Rail News: Passenger Rail

Sound Transit marks progress on world's first light-rail line atop a 'floating' bridge



A rendering of the bridge, which will be part of the agency's 14-mile East Link extension.
Photo – Sound Transit

By Daniel Niepow, Associate Editor

It's never a simple task to replace century-old rail bridges, but building a brand-new one poses a slew of challenges, too. Witness Sound Transit's recent efforts to construct a light-rail line on a "floating" vehicular bridge.

As part of its 14-mile East Link extension project, the agency plans to install light rail on the Homer M. Hadley floating bridge across Lake Washington. Building light rail on a floating bridge marks a world-first achievement, agency officials say.
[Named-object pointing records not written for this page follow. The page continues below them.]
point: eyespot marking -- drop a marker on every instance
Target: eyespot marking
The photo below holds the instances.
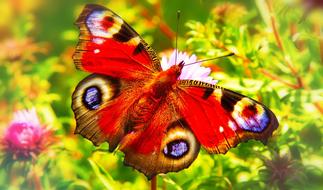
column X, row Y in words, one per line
column 92, row 98
column 176, row 149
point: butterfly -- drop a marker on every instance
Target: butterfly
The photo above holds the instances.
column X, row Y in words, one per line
column 157, row 118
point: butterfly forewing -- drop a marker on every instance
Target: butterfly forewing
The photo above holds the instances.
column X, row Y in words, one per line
column 108, row 45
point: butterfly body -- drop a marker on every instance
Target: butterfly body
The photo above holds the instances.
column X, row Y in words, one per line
column 158, row 116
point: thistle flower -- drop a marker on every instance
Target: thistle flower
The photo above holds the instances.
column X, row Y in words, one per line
column 25, row 137
column 189, row 72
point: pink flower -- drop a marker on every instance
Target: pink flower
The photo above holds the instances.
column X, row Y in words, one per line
column 189, row 72
column 26, row 137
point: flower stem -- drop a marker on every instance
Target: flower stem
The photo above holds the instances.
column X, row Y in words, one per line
column 153, row 183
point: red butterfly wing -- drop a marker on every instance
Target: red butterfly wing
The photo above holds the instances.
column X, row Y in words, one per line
column 220, row 118
column 100, row 104
column 108, row 45
column 164, row 144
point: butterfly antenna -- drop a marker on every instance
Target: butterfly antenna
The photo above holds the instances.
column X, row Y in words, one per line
column 178, row 16
column 222, row 56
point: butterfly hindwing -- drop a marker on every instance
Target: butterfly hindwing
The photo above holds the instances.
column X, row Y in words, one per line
column 108, row 45
column 221, row 118
column 165, row 145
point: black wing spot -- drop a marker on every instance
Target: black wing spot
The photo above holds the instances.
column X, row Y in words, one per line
column 207, row 93
column 228, row 100
column 92, row 98
column 124, row 34
column 176, row 149
column 140, row 47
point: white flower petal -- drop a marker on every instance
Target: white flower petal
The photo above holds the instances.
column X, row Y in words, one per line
column 190, row 72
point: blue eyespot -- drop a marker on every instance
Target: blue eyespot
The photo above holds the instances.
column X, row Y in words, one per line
column 176, row 149
column 92, row 98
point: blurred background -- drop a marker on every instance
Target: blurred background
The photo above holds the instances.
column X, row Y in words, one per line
column 279, row 58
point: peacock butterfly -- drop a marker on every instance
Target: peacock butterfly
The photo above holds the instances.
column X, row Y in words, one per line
column 158, row 115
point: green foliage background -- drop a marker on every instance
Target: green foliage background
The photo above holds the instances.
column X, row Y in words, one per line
column 278, row 61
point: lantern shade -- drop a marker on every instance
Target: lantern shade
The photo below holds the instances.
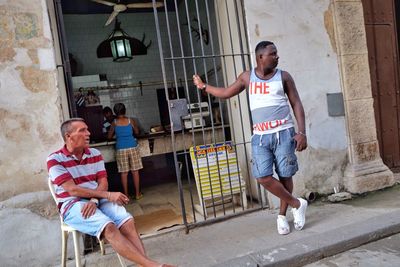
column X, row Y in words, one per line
column 121, row 46
column 120, row 49
column 119, row 43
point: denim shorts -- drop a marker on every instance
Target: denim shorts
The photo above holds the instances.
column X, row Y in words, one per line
column 107, row 212
column 274, row 149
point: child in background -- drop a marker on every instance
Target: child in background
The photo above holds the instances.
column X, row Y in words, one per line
column 127, row 152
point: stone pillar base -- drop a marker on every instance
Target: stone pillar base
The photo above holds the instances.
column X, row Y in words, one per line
column 366, row 177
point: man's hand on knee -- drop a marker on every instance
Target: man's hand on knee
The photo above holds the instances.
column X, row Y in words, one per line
column 118, row 197
column 88, row 209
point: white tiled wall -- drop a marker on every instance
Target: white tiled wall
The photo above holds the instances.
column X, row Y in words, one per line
column 86, row 32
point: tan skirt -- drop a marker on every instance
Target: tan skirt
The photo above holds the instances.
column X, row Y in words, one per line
column 129, row 159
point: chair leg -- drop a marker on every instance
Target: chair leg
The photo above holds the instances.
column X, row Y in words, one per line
column 64, row 240
column 76, row 236
column 121, row 260
column 102, row 250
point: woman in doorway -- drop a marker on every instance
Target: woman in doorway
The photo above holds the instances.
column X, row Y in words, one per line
column 127, row 152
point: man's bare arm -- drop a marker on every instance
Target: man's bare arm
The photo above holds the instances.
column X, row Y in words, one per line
column 298, row 110
column 238, row 86
column 78, row 191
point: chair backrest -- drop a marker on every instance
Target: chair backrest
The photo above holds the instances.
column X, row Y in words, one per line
column 52, row 191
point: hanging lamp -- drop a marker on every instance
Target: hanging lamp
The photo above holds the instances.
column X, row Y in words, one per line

Due to shifting lake levels and weather conditions, the tracks on the bridge were engineered to accommodate six different ranges of motion as they cross from a fixed bridge to the floating section on Interstate 90.

"It's a marine vessel, for all intents and purposes," says John Sleavin, the project's senior technical director. "It really made us go back to the principles of engineering."

Construction on the project began over the summer and will continue through 2020. Now, Sound Transit is performing post-tensioning work on the floating bridge, Sleavin says. The agency plans to begin installing track in 2019, with the entire East Link extension slated to open in 2023.

The agency has built two full-sized track bridges and tested them at Transportation Technology Center Inc.’s facility in Pueblo, Colorado. Sound Transit also brought two light-rail vehicles to the center to test the new structures.

"While we didn't have a lake there, we used ballast to jack the track into different positions to simulate a lake level that was higher or lower," Sleavin says.